Benedetto XVI: San Pio modello per i confessori

Il Santo Padre torna a proporre padre Pio da Pietrelcina come modello nel ricondurre le anime a Dio attraverso il Sacramento della Riconciliazione.

"Desidero soffermarvi con voi –ha affermato ricevendo ieri in udienza i partecipanti ad un corso promosso dalla Penitenzieria Apostolica- sul valore pedagogico della confessione sacramentale. la fedele e generosa disponibilità dei sacerdoti all’ascolto delle confessioni, sull’esempio dei grandi Santi della storia, da san Giovanni Maria Vianney a san Giovanni Bosco, da san Josemarìa Escrivà a san Pio da Pietrelcina, da san Giuseppe Cafasso a san Leopoldo Mandic,indica a tutti noi come il confessionale possa essere un reale luogo di santificazione".

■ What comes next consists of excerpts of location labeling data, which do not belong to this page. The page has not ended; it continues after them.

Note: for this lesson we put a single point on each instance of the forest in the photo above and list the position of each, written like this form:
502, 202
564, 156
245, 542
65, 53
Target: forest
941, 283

Benedetto XVI ha anche fatto riferimento ai miracoli di conversione di cui il sacerdote è testimone nel celebrare il Sacramento della Penitenza.

In occasione della visita a San Giovanni Rotondo, il 21 giugno 2009, nel discorso tenuto ai sacerdoti che lo incontravano nella Chiesa intitolata a San Pio, il  Santo Padre aveva ricordato a proposito del Frate stigmatizzato: "Quante persone hanno cambiato vita…quante lunghe ore egli trascorreva nel suo confessionale!", indicandoè costituito proprio dal suo ministero di confessore.

Anche la Settimana internazionale della Riconciliazione, che si è svolta di recente a San Giovanni Rotondo su iniziativa del Servizio per la Formazione dei Frati Minori Cappuccini, si era aperta con un augurio del Papa ad esercitare con generosità e sollecitudine il Sacramento della Penitenza.